During my time with The Last Of Us at PAX East, it became clear that the game was incredibly unforgiving, challenging, and difficult.
Then I realized my controls were inverted. Oops.
Things went a little smoothly after that issue had been fixed, but the game was still kicking my butt. Joel, the game’s protagonist, isn’t a marksman. He doesn’t have an unlimited supply of ammo pouring out of his pockets, nor does he have the ability to regenerate health. In a word, Joel is human, and his humanity helps to create a tense and realistic combat experience.
But it appears that I’m not the only person in the world that has been frustrated with the game’s combat. Several reviews have mentioned that the game isn’t necessarily fun, that the gun controls are frustrating, and that the combat is realistic. In The Last Of Us, you’re not a super soldier with perfect aim.
This brings me to my personal question of the day: Is a game better with or without this realistic gun control? Honestly, you could say that it strictly depends on the game’s material. The Last Of Us is about everyday people finding a way to survive, not kill. The control’s imperfections help enhance the already tense nature of the game. 2012’s The Walking Dead plays in a similar manner. While not an action game, the nature of the game’s point-and-click adventure style doesn’t give you the option to kill every zombie in sight, instead keeping the pace of the game steady and deliberate, allowing you to focus on the characters instead of the action. You could argue that The Last Of Us does the same thing, but instead of an adventure game, it brings the steady and deliberate combat pace to the action genre. While it makes for a fantastic game, as our review indicates, does it make it any fun?

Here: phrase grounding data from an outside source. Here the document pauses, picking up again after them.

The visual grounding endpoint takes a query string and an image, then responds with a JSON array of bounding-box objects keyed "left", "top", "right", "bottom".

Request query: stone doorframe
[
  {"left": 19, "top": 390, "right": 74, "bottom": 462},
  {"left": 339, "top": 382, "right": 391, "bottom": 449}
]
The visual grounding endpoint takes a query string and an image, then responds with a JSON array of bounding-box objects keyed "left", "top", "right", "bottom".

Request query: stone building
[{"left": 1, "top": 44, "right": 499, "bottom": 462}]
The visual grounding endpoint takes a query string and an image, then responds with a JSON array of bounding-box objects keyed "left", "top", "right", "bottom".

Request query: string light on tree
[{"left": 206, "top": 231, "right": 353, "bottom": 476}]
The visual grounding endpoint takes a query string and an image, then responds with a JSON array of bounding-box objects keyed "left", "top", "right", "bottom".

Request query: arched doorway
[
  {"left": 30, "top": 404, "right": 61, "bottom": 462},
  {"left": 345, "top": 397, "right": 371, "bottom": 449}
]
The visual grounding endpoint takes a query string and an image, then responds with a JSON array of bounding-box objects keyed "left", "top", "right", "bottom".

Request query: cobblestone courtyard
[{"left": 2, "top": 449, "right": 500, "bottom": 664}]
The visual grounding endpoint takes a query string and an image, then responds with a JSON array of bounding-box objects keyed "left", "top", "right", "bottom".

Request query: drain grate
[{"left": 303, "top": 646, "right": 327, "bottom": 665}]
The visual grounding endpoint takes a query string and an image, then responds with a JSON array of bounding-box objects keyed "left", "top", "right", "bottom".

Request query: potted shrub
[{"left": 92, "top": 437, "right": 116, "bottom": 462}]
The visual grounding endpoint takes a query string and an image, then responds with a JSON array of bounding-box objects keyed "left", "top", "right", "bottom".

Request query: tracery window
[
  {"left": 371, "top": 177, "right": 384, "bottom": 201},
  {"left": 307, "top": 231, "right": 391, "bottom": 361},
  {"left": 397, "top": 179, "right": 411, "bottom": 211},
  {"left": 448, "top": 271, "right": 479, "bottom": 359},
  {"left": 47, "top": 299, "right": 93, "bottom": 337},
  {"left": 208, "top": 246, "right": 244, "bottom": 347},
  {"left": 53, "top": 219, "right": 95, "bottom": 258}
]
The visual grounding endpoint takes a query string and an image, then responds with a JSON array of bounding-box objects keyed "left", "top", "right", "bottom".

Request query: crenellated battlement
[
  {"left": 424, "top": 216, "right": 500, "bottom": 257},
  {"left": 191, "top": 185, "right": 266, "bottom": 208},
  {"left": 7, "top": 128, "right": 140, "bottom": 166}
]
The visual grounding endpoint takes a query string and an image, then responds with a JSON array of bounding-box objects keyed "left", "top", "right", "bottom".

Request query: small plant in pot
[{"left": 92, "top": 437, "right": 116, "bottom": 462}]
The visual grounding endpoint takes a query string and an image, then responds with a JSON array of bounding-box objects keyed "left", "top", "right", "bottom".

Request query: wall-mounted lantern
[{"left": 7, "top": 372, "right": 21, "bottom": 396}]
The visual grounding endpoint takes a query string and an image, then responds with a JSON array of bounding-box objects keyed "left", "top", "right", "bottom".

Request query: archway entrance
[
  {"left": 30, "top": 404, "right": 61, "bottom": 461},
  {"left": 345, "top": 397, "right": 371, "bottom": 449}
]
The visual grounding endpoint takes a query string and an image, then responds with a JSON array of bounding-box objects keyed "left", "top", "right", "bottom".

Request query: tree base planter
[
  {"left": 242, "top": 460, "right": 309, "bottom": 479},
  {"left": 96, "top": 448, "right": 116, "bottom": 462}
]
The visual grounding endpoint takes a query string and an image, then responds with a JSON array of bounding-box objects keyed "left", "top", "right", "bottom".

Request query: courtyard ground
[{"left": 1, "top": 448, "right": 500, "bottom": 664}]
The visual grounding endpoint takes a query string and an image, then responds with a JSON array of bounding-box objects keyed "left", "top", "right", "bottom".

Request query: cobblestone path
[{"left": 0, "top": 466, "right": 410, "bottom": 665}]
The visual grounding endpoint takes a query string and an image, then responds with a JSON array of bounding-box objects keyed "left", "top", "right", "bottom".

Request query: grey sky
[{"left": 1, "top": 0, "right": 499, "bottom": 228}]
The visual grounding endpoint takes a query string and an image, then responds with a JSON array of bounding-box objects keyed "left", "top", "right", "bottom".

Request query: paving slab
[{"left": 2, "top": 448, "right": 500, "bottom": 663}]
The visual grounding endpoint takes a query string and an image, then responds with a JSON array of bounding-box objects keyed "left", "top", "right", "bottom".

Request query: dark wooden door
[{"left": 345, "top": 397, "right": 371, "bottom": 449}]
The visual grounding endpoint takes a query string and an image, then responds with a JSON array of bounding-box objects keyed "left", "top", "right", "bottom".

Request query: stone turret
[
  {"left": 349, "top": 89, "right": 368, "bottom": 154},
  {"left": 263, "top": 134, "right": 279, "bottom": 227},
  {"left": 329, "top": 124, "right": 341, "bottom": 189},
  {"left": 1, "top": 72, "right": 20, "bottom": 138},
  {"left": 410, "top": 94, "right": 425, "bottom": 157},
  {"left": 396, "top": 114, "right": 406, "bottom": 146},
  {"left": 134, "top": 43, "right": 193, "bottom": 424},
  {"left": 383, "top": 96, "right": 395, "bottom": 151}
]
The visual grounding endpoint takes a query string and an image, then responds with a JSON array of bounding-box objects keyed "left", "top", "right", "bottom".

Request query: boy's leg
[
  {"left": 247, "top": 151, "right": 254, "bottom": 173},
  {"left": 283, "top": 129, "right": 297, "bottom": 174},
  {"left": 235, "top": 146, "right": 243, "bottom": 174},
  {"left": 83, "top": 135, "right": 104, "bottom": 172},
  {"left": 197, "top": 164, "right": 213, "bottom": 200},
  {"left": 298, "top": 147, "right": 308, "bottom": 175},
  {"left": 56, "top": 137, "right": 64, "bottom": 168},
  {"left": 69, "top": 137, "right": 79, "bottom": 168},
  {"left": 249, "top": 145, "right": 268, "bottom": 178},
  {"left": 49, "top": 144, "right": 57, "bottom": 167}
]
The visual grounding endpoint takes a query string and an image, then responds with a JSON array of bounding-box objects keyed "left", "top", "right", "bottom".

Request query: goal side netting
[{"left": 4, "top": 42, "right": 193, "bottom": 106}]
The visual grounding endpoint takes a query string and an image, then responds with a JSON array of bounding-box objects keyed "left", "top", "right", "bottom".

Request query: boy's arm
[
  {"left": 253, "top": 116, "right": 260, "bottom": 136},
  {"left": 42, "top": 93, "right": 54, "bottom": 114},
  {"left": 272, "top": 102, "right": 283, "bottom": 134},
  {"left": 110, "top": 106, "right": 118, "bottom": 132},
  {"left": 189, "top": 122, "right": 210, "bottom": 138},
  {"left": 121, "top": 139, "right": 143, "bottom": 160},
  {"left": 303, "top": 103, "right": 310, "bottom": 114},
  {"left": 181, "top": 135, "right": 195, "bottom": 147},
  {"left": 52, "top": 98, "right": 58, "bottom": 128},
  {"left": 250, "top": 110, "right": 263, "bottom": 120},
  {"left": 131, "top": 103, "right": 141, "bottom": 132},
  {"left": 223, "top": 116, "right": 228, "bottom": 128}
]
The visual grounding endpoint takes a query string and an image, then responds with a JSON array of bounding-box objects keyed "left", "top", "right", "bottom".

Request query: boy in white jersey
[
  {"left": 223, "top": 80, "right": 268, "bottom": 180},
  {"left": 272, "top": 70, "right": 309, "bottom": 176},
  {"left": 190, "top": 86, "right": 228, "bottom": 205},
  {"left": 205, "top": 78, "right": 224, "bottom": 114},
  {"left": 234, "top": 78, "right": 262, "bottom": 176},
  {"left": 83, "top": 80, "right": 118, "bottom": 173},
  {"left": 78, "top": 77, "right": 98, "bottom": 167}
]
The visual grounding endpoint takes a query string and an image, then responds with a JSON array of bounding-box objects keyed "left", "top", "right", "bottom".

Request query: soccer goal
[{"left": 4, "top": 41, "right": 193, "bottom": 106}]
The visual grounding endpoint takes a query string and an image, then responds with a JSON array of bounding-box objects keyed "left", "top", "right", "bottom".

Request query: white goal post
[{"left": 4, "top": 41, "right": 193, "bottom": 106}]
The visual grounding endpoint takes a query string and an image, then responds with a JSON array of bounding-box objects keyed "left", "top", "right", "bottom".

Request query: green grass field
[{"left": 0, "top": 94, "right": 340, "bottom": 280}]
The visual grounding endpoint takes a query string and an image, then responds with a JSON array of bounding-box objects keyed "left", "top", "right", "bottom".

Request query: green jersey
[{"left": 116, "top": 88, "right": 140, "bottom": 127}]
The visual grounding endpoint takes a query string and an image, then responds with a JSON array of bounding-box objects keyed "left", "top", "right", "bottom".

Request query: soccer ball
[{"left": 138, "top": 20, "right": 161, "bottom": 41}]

Various forms of multimedia entertainment can be fun, but this isn’t always the case. Movies such as The Road, as well as the book it’s based off of, are the exact opposite of fun. They’re real, grim, and depressing tales that are able to grab ahold of our emotions until the story ends, and it ends with us reaching for a box of tissues. As video games continue to mature, they’re leaving behind the notion that they have to be fun.
The world of video games has been associated with fun since its beginnings. Classics like Pong, Asteroids, and Missile Command are fun. Modern titles such as Borderlands and Burnout are also fun; though, to be fair, these games aren’t really known for their narratives. On the other hand, some know Far Cry 3 for its narrative, thanks in part to its memorable villain Vaas and the transformation of its hero Jason Brody.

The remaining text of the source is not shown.